A group of US religious and ethical organizations, including Morality in Media, the Institute on Religion and Democracy, and Faith 2 Action, has issued an open letter to the Senate Commerce Committee, expressing support for the current language of a key communications reform bill that has emerged from conference, and is soon to be introduced for debate on the Senate floor.

It is the bill around which the current debate on "net neutrality" -- whether to prohibit broadband service providers from being able to offer premium carriage services to larger content providers -- is centered.

Net neutrality has entered the public circle of debate mainly due to the efforts of both supporters and opponents of the COPE bill, who are working to leverage public involvement to advance their respective causes. But many are saying that, in so doing, both sides have clouded the issue so much that individuals are no longer certain on which side they stand, or why.

The letter begins by praising the Committee for having "recently resisted attempts by Senators who wanted to regulate the Internet, but rather, included language that would specifically protect our ability to communicate our message."

The attempts to which the letter refers include one last May by Sen. Olympia Snowe (R - Maine), joined by Democrats on the Committee, to advance language that would have explicitly prohibited an Internet service provider from downgrading the quality of service (QoS) of material from any content provider, on the basis of its bandwidth. In other words, an ISP couldn't make Facebook slower so that MySpace will be faster, even if it gets paid to do so.

The letter goes on to credit broadband service providers with having provided tools to their customers, enabling parents to monitor and filter the nature of Internet-sourced content. Next, it credits telecommunications and cable companies for "creating the high-speed networks we know as broadband."

The COPE bill, which replaced an earlier Senate bill last May that distinguished between providers of cable television service from those of broadband Internet service, essentially equates the two, although language recently added in conference includes new exceptions.

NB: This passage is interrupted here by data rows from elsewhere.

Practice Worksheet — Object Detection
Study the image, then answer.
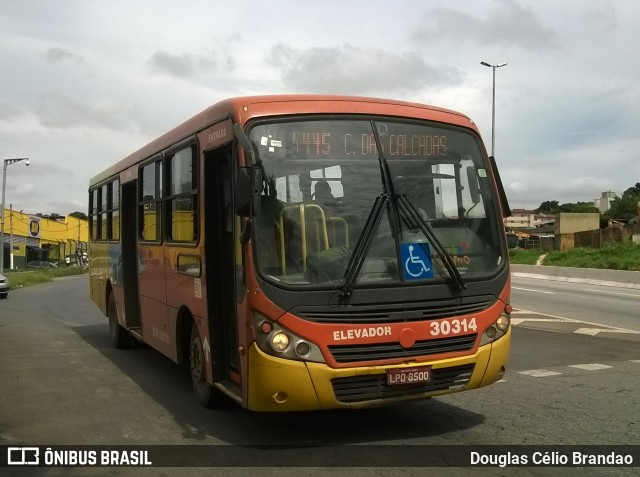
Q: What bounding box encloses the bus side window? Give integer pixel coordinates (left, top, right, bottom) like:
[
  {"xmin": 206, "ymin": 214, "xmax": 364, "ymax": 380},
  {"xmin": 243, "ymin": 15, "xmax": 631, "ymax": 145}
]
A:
[
  {"xmin": 167, "ymin": 146, "xmax": 197, "ymax": 242},
  {"xmin": 140, "ymin": 159, "xmax": 162, "ymax": 241}
]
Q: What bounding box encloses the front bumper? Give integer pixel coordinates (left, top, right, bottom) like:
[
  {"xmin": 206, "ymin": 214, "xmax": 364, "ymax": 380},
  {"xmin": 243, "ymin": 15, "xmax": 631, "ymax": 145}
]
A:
[{"xmin": 246, "ymin": 327, "xmax": 511, "ymax": 411}]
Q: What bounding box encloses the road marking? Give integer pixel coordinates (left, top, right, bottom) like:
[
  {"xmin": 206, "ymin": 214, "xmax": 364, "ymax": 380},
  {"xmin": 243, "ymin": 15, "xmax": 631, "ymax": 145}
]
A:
[
  {"xmin": 511, "ymin": 308, "xmax": 640, "ymax": 336},
  {"xmin": 575, "ymin": 327, "xmax": 640, "ymax": 336},
  {"xmin": 512, "ymin": 286, "xmax": 555, "ymax": 294},
  {"xmin": 515, "ymin": 360, "xmax": 640, "ymax": 380},
  {"xmin": 518, "ymin": 369, "xmax": 563, "ymax": 378},
  {"xmin": 511, "ymin": 318, "xmax": 565, "ymax": 321},
  {"xmin": 583, "ymin": 288, "xmax": 640, "ymax": 298},
  {"xmin": 511, "ymin": 317, "xmax": 569, "ymax": 325},
  {"xmin": 569, "ymin": 363, "xmax": 613, "ymax": 371}
]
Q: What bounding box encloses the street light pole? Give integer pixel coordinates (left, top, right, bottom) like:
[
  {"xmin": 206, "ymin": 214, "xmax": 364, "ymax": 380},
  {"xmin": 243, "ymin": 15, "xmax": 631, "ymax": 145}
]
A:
[
  {"xmin": 9, "ymin": 203, "xmax": 13, "ymax": 270},
  {"xmin": 1, "ymin": 157, "xmax": 30, "ymax": 274},
  {"xmin": 480, "ymin": 61, "xmax": 508, "ymax": 156}
]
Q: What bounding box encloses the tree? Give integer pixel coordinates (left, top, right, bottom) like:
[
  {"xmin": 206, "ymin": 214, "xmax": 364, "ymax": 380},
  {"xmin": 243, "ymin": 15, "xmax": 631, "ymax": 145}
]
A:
[
  {"xmin": 36, "ymin": 212, "xmax": 63, "ymax": 220},
  {"xmin": 69, "ymin": 211, "xmax": 88, "ymax": 220},
  {"xmin": 536, "ymin": 200, "xmax": 598, "ymax": 214},
  {"xmin": 603, "ymin": 183, "xmax": 640, "ymax": 220},
  {"xmin": 623, "ymin": 182, "xmax": 640, "ymax": 197},
  {"xmin": 561, "ymin": 202, "xmax": 599, "ymax": 213},
  {"xmin": 536, "ymin": 200, "xmax": 559, "ymax": 214}
]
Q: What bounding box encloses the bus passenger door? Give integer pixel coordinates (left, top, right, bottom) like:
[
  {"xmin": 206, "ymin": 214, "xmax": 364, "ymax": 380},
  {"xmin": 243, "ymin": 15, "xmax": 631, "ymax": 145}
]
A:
[
  {"xmin": 120, "ymin": 180, "xmax": 140, "ymax": 328},
  {"xmin": 204, "ymin": 146, "xmax": 240, "ymax": 386}
]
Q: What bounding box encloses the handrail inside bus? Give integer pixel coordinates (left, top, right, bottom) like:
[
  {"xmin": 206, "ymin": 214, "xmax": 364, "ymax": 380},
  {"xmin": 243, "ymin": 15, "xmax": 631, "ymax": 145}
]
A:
[
  {"xmin": 277, "ymin": 204, "xmax": 349, "ymax": 275},
  {"xmin": 278, "ymin": 204, "xmax": 329, "ymax": 273}
]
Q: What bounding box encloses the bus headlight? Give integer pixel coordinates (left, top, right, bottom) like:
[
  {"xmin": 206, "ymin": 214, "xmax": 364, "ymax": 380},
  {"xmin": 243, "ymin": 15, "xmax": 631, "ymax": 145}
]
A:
[
  {"xmin": 479, "ymin": 313, "xmax": 510, "ymax": 346},
  {"xmin": 253, "ymin": 312, "xmax": 326, "ymax": 363},
  {"xmin": 295, "ymin": 342, "xmax": 311, "ymax": 357},
  {"xmin": 271, "ymin": 332, "xmax": 290, "ymax": 352},
  {"xmin": 496, "ymin": 315, "xmax": 510, "ymax": 332}
]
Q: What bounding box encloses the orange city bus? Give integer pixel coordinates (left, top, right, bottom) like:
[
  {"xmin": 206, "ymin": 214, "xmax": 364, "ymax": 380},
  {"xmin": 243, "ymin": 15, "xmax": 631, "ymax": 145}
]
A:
[{"xmin": 88, "ymin": 95, "xmax": 512, "ymax": 411}]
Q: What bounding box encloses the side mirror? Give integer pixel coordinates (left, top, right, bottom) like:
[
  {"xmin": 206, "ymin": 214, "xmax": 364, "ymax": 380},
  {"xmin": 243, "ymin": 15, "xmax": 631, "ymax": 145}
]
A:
[
  {"xmin": 233, "ymin": 123, "xmax": 256, "ymax": 166},
  {"xmin": 235, "ymin": 166, "xmax": 262, "ymax": 217},
  {"xmin": 489, "ymin": 156, "xmax": 512, "ymax": 218}
]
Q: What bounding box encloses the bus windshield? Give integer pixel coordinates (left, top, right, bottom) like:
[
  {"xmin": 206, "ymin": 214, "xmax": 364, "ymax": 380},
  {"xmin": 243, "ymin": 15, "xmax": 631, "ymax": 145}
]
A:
[{"xmin": 250, "ymin": 117, "xmax": 504, "ymax": 288}]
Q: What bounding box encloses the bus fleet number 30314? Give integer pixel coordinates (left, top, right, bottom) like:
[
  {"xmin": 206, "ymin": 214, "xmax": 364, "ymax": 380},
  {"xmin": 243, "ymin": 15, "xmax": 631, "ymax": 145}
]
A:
[{"xmin": 430, "ymin": 317, "xmax": 478, "ymax": 337}]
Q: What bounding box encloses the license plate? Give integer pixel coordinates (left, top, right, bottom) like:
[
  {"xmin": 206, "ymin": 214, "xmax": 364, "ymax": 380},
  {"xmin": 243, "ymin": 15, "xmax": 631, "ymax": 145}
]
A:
[{"xmin": 386, "ymin": 366, "xmax": 432, "ymax": 386}]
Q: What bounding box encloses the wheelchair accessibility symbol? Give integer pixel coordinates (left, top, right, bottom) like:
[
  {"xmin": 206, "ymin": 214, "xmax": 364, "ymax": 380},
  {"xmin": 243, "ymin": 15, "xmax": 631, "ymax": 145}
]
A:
[{"xmin": 401, "ymin": 243, "xmax": 434, "ymax": 280}]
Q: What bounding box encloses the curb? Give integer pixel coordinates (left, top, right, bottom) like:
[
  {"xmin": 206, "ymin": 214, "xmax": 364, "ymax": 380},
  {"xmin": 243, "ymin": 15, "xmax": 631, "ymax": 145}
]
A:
[{"xmin": 510, "ymin": 264, "xmax": 640, "ymax": 289}]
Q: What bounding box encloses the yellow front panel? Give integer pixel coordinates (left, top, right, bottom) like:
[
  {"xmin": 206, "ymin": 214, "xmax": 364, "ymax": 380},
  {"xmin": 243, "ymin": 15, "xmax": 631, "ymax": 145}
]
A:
[
  {"xmin": 479, "ymin": 327, "xmax": 511, "ymax": 386},
  {"xmin": 247, "ymin": 345, "xmax": 320, "ymax": 412},
  {"xmin": 246, "ymin": 329, "xmax": 511, "ymax": 411}
]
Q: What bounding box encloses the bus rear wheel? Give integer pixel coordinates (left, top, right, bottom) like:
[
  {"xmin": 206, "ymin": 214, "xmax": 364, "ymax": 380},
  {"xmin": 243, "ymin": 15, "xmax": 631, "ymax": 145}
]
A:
[
  {"xmin": 189, "ymin": 323, "xmax": 225, "ymax": 407},
  {"xmin": 108, "ymin": 292, "xmax": 130, "ymax": 349}
]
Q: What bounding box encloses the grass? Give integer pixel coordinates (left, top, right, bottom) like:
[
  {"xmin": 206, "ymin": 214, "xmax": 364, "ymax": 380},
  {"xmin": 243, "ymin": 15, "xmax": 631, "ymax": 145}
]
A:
[
  {"xmin": 509, "ymin": 242, "xmax": 640, "ymax": 271},
  {"xmin": 4, "ymin": 266, "xmax": 88, "ymax": 290},
  {"xmin": 508, "ymin": 249, "xmax": 543, "ymax": 265}
]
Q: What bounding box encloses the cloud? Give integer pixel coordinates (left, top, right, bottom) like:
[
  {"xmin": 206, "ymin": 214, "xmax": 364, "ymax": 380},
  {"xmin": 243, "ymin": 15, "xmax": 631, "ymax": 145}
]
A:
[
  {"xmin": 412, "ymin": 0, "xmax": 558, "ymax": 50},
  {"xmin": 145, "ymin": 47, "xmax": 239, "ymax": 85},
  {"xmin": 148, "ymin": 51, "xmax": 196, "ymax": 78},
  {"xmin": 0, "ymin": 98, "xmax": 22, "ymax": 120},
  {"xmin": 269, "ymin": 43, "xmax": 463, "ymax": 95},
  {"xmin": 583, "ymin": 1, "xmax": 617, "ymax": 31},
  {"xmin": 43, "ymin": 47, "xmax": 75, "ymax": 63},
  {"xmin": 36, "ymin": 93, "xmax": 135, "ymax": 130},
  {"xmin": 505, "ymin": 174, "xmax": 618, "ymax": 209}
]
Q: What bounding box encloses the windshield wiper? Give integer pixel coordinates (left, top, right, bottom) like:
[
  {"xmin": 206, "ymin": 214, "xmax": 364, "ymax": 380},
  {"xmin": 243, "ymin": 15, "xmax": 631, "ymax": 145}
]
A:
[
  {"xmin": 397, "ymin": 195, "xmax": 466, "ymax": 290},
  {"xmin": 339, "ymin": 193, "xmax": 389, "ymax": 300}
]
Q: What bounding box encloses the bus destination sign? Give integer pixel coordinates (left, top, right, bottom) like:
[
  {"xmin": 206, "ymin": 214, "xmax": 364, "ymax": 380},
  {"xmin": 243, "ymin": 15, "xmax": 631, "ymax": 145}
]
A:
[{"xmin": 291, "ymin": 132, "xmax": 447, "ymax": 158}]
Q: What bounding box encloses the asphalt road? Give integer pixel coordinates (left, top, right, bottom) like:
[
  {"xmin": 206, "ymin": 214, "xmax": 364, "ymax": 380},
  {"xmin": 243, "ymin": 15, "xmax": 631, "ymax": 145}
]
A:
[
  {"xmin": 512, "ymin": 275, "xmax": 640, "ymax": 332},
  {"xmin": 1, "ymin": 276, "xmax": 639, "ymax": 477}
]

By equating the two types of service, the COPE bill aims to enable cable and satellite providers with the means to obtain national franchises, to provide both television and Internet service throughout the country. Under the current system in the US, cable franchises are generally awarded by states and municipalities on a territorial basis; and with few exceptions in certain states, franchisees are given exclusive access to the territories they serve.

Congress wants to establish a federal franchise system that gives it an income channel comparable to what states and local authorities are currently receiving, but it can only do so by current law if national franchises can compete fairly with existing state and municipal ones.

Knowing that cable companies might not be so intrigued by the prospect of guaranteed competition, the authors of the COPE bill's predecessor, including Sen. Ted Stevens (R - Alaska), created provisions which would have enabled national franchisees to create tiers of service for content providers, giving them a way to charge different content providers higher fees in exchange for premium bandwidth.

Cable companies have argued that it's the high bandwidth servers, like Yahoo and YouTube, that force them to upgrade their service; and if the content providers don't pay their share of the upgrade fees, then those costs will inevitably be passed on to consumers.

The language including these provisions has since been stricken from the bill, although attempts by Sen. Snowe and others to replace it with net neutrality provisions have all failed. Thus, COPE opponents assume that, by not explicitly prohibiting what they characterize as the "Internet fast lane," the bill as currently written implicitly permits it.